Conclusions and recommendations for practitioners
As mentioned previously, the exploratory and pilot designs of the newly published trials are factors that should not be overlooked when interpreting these results. It is possible that these studies were not powered to find the difference between PPIs and placebo that truly existed. With that said, these new trials offer hope that there may evidence to show a reduced need for stress ulcer prophylaxis. All three studies found no statistical difference when examining stress ulcer prophylaxis in a population in which prophylaxis was originally recommended for in the ASHP guidelines. Until larger, powered studies provide evidence suggesting that stress ulcer prophylaxis is not needed, it is reasonable to still utilize it in critically ill patients that have coagulopathies or that have been ventilated for at least 48 hours. Despite these populations not being a focus of recently published literature, it may be reasonable to utilize prophylaxis in patients with low Glasgow Coma Scale scores and with significant thermal injury. It is difficult to recommend prophylaxis be utilized in the populations that were previously recommended solely based on expert opinion due to the limited evidence for such recommendations. For reasons stated previously, it is also unlikely that stress ulcer prophylaxis is beneficial in many other populations than the critically ill, particularly those admitted to a general unit. Therefore, it is also reasonable that stress ulcer prophylaxis should generally be discontinued in non-critically ill patients.


References:

  1. Grube RR, May DB. Stress ulcer prophylaxis in hospitalized patients not in intensive care units. Am J Health Syst Pharm. 2007 Jul 1;64(13):1396-400.
  2. Alhazzani W, Guyatt G, Alshahrani M, et al. Withholding pantoprazole for stress ulcer prophylaxis in critically ill patients: a pilot randomized clinical trial and meta-analysis.

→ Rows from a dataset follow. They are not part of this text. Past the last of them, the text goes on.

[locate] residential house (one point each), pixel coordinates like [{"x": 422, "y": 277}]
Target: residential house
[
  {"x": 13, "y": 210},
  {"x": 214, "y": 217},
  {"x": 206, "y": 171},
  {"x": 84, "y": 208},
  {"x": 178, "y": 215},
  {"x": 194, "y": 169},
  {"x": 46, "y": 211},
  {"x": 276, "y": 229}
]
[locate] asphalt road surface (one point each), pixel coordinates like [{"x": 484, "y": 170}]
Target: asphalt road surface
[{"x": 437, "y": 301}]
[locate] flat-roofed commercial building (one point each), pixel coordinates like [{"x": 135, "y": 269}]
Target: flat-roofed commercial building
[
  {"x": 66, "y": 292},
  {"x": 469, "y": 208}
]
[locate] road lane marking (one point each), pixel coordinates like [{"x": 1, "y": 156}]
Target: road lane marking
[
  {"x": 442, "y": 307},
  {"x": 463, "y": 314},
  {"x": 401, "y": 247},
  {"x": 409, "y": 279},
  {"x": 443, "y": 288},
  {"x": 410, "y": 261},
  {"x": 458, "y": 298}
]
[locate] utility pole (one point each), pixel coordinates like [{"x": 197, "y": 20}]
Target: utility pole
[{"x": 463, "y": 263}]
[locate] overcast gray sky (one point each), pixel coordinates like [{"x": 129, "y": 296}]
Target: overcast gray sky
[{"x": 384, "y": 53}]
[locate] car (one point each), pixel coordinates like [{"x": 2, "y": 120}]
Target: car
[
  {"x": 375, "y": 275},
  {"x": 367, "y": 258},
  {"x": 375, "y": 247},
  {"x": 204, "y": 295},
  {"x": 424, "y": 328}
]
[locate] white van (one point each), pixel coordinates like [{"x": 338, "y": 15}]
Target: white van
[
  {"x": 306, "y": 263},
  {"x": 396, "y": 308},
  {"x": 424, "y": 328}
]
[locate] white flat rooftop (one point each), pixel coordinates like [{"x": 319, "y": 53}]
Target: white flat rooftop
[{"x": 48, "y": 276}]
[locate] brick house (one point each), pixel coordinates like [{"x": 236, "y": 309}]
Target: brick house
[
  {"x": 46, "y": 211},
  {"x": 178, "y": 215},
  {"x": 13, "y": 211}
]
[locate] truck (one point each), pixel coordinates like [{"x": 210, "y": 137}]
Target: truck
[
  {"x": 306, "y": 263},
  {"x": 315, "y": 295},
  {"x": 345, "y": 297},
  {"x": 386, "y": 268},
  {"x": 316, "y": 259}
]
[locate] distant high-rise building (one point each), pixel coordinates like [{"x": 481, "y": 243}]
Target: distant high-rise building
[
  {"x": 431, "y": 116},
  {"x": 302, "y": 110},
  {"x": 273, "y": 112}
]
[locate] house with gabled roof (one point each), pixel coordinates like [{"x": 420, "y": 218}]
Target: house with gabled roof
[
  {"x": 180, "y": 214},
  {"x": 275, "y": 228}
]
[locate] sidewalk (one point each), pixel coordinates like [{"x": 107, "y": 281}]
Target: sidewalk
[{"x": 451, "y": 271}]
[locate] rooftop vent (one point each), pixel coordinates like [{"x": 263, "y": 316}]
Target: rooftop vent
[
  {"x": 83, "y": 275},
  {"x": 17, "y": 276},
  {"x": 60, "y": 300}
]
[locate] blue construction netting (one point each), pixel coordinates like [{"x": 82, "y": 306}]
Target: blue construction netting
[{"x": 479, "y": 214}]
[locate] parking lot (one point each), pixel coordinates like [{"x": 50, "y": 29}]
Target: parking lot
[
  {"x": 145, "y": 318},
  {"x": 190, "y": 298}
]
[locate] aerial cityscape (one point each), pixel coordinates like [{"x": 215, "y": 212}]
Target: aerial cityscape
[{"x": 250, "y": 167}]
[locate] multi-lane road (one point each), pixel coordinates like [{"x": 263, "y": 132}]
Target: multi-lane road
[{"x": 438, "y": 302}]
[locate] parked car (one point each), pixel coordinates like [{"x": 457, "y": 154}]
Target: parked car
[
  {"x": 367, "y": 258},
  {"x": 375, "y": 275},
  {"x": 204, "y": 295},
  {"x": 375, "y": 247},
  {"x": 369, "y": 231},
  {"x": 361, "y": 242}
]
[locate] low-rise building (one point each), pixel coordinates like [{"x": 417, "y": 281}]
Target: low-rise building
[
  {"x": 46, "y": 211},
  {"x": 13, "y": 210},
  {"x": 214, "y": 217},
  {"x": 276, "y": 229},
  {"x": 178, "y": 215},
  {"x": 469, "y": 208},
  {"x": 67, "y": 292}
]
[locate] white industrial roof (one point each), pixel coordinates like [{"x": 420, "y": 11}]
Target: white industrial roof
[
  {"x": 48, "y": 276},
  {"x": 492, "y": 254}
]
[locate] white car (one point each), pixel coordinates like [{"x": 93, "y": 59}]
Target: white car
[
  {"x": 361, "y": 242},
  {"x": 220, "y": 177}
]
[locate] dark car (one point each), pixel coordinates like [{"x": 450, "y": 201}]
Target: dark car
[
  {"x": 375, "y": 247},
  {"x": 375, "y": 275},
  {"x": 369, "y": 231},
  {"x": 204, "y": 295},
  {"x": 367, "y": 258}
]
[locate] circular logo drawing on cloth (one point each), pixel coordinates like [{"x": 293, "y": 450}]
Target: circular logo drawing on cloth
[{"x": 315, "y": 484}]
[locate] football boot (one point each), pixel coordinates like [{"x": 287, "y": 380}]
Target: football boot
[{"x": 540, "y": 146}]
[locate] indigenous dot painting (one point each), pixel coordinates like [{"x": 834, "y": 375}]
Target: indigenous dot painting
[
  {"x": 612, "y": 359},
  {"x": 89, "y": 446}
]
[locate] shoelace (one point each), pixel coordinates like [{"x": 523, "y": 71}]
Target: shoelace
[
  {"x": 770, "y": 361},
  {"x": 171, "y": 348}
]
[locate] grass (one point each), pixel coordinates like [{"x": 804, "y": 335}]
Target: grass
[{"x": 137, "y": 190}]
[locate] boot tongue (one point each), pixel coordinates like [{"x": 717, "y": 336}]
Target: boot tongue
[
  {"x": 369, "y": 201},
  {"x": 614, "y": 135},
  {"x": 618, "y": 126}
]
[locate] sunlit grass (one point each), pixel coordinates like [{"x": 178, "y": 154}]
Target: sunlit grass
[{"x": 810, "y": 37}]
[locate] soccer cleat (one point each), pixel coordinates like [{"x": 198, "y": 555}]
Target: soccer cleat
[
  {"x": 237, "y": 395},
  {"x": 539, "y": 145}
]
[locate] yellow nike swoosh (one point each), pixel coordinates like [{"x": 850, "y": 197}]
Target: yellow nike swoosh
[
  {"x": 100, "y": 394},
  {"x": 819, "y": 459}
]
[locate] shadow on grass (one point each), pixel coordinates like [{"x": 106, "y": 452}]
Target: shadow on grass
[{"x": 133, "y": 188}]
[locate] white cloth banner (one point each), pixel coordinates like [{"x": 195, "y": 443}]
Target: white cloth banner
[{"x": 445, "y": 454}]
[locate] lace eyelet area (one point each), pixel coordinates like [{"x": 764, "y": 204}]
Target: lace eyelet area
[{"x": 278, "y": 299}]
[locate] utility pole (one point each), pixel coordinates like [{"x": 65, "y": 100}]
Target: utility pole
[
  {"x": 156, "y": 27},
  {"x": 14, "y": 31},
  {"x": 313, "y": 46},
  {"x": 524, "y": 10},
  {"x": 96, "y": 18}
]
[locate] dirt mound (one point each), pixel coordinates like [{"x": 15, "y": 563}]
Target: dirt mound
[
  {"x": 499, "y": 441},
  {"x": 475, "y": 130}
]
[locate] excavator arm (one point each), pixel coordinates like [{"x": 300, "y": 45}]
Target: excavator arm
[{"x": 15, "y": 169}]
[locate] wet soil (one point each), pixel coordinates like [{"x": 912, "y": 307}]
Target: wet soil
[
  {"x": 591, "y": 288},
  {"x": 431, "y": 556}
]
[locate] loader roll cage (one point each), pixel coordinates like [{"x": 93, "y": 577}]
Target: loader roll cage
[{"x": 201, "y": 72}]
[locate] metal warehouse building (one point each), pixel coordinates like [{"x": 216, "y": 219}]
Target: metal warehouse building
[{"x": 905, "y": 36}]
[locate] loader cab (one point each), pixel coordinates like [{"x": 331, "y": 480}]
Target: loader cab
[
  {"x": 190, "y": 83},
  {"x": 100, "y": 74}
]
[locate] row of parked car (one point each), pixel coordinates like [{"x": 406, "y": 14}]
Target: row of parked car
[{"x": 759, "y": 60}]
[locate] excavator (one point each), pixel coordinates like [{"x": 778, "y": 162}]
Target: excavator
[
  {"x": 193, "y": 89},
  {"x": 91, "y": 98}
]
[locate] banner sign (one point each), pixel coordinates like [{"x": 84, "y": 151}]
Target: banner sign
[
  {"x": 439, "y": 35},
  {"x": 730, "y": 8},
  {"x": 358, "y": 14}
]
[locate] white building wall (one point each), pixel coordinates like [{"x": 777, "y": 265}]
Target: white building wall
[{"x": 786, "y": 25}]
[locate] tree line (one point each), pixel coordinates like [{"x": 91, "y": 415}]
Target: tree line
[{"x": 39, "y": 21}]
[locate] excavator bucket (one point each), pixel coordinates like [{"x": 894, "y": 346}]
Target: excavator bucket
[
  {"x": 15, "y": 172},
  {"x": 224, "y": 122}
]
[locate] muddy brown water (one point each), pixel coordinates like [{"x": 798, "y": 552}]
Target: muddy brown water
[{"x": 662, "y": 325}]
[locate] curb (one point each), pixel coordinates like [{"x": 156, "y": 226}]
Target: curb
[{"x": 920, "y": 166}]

Crit Care Med 2017;45(7):1121–9.
  3. Buendgens L, Koch A, Tacke T. Prevention of stress-related ulcer bleeding at the intensive care unit: Risks and benefits of stress ulcer prophylaxis. World J Crit Care Med. 2016 Feb 4; 5(1): 57–64.
  4. Alhazzani W, Alshahrani M, Moayyedi P, et al. Stress ulcer prophylaxis in critically ill patients: review of the evidence. Pol Arch Med Wewn. 2012;122(3):107-14.
  5. ASHP Therapeutic Guidelines on Stress Ulcer Prophylaxis. ASHP Commission on Therapeutics and approved by the ASHP Board of Directors on November 14, 1998. Am J Health Syst Pharm. 1999 Feb 15;56(4):347-79.
  6. Cook DJ, Fuller HD, Guyatt GH, et al. Risk factors for gastrointestinal bleeding in critically ill patients. Canadian Critical Care Trials Group. N Engl J Med. 1994 Feb 10;330(6):377-81.
  7. Selvanderan SP, Summers MJ, Finnis ME et al. Pantoprazole or placebo for stress ulcer prophylaxis (POP-UP): Randomized double-blind exploratory study. Crit Care Med. 2016 Oct;44(10):1842-50
  8. El-Kersh K, Jalil B, McClave SA et al. Enteral nutrition as stress ulcer prophylaxis in critically ill patients: A randomized controlled exploratory study. J Crit Care. 2018 Feb;43:108-113.
  9. McClave SA, Taylor BE, Martindale RG, et al. Guidelines for the Provision and Assessment of Nutrition Support Therapy in the Adult Critically Ill Patient: Society of Critical Care Medicine (SCCM) and American Society for Parenteral and Enteral Nutrition (A.S.P.E.N.). JPEN J Parenter Enteral Nutr. 2016 Feb;40(2):159-211.